NMHC Members Cast 2008 as Time for Retrenching
Tuesday, May 20, 2008
By Amy Wolff Sorter
At a members-only finance forum, panelists urge industry players to start formulating plans for mid-2009 and 2010 when the market is projected to bounce back.
IRVING, TX-Despite the credit crunch and liquidity crisis, continued foreclosures and all-around gloomy economic news, participants at this year's National Multi Housing Council's Finance Forum say there is a light at the far end of the tunnel. Most speakers believe improvement will begin in mid to late 2009.
Nearly 200 professionals from the US attended the NMHC's members-only forum yesterday at the Four Seasons Resort & Club at 4150 N. MacArthur Blvd. Michael B. Cohen, research strategist with Property & Portfolio Research Inc. in Boston, and G. Ronald Witten, president of Dallas-based Witten Advisors LLC, believe that, for all intents and purposes, multifamily buyers, sellers and developers can expect similar circumstances in the second half of this year that they experienced in the first.
Cohen suggested participants begin focusing on what they might want to accomplish beginning in the middle of 2009 and moving into 2010. "If this is a short recession and the markets can come back, we could see high levels of development and investment in 2010," he said.
The developers, investors and operators agreed with the economists that the long-term outlook will be good. For the time being, however, cap rates continue to remain low for multifamily assets just like net operating income in certain markets.
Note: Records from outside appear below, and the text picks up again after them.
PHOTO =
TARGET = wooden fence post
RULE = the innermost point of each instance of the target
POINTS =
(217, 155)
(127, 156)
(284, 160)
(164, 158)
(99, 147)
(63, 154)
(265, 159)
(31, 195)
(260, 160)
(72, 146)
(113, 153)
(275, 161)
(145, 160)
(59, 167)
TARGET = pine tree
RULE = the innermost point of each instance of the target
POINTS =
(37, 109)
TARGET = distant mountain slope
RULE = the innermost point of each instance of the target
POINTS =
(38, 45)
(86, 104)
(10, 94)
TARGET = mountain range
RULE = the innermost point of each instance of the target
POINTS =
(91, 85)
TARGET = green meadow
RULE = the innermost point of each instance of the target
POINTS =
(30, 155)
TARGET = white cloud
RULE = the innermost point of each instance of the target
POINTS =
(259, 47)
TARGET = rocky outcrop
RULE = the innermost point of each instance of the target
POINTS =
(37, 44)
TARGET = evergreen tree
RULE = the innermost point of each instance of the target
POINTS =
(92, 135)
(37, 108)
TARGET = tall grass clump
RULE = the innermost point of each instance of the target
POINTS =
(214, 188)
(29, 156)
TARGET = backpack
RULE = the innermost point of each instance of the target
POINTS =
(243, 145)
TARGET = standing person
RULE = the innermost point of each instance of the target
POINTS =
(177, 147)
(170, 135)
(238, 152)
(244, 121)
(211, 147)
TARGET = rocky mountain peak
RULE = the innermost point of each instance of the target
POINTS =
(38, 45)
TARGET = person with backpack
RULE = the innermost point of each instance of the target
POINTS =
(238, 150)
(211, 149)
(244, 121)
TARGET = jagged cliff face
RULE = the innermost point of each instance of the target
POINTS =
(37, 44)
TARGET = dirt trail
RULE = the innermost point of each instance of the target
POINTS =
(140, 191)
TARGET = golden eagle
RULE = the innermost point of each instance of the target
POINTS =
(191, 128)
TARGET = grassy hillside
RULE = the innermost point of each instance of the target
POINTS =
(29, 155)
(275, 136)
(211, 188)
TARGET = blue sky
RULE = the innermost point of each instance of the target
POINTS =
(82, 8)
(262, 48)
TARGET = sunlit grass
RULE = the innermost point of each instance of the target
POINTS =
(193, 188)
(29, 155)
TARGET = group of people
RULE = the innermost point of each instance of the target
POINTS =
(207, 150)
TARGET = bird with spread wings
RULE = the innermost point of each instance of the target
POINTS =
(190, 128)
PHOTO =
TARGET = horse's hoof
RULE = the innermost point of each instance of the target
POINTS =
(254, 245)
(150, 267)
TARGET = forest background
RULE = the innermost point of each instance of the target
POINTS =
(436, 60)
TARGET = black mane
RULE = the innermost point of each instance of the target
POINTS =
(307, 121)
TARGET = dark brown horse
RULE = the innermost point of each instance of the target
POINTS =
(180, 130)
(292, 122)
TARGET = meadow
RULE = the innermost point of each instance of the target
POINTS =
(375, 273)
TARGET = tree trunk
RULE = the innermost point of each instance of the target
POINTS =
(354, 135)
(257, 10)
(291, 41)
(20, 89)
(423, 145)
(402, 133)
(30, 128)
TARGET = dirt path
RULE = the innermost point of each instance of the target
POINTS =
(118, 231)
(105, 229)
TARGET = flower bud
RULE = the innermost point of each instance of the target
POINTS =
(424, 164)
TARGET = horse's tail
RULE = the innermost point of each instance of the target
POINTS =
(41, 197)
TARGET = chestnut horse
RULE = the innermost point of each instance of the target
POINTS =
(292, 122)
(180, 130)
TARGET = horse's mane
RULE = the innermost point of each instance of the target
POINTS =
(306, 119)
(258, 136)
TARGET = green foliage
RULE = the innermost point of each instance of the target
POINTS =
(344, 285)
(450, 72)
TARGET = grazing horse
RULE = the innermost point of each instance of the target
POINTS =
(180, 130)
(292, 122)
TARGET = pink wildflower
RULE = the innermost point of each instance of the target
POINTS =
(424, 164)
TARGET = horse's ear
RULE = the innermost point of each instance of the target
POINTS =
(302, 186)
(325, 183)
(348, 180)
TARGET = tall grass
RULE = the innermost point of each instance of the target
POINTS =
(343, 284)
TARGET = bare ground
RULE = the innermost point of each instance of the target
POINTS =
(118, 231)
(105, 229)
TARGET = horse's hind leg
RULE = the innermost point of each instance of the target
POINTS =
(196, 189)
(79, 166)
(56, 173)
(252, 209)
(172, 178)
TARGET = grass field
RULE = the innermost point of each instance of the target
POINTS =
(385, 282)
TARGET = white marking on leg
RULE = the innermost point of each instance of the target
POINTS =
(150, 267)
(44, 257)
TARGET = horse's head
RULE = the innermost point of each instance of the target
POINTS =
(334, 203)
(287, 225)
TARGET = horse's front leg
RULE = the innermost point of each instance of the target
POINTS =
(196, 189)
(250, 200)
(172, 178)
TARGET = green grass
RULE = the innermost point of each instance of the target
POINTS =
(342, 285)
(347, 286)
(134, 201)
The extra inventory coming on line, condo projects reverting to rentals and the shadow market of single-family rental homes mean not a whole lot of multifamily product is being developed. James A. Butz, managing partner with JPI East in McLean, VA, pointed out that costs to build are also increasing, especially when it comes to the cost of debt.
"Basic construction costs haven't gone down, but they aren't going up," added Brian T. Murdy, managing director with Hartford, CT-based Cornerstone Real Estate Advisors LLC. "Soft costs are going up. Lenders are requiring more equity up front, but rents aren't trending upward to make up for that." As a result, developers are waiting to build.
Gregory M. Weingast, senior vice president with Archstone-Smith of Arlington, VA, agreed that getting any kind of development financing is difficult in the current market. Developers need a higher equity component. And, he pointed out that it's difficult to justify construction since rents aren't trending up quite so high.
It's not that a dwindling pipeline supply is such a bad idea. "We're seeing the multifamily supply going down in about two or three years," Butz said, adding that with developments taking from three to five years to get to market, that projects started in the coming months have a good chance of being absorbed once they come on line.
On the financing side, Joshua M. Brown, senior managing director with Eastdil Secured LLC's Dallas office, pointed out capital is available for projects, but it's uneasy. He said his staff, these days, has to talk to a variety of sources to cobble together debt whereas not so long ago it came from a single source.
Meanwhile, companies like Cornerstone Real Estate Advisors are focusing on smaller deals for the short term. Murdy said Cornerstone is staying out of smaller markets while looking toward possibly doing something in Florida and the Pacific Northwest.
Butz said JPI is looking for value-add projects in coastal markets as well as Dallas and Houston, student housing and infill urban centers. Dale J. Gruen, managing director with San Francisco, CA-based BlackRock Realty Advisors Inc. said his company also is seeking urban infill locations on East and West coasts.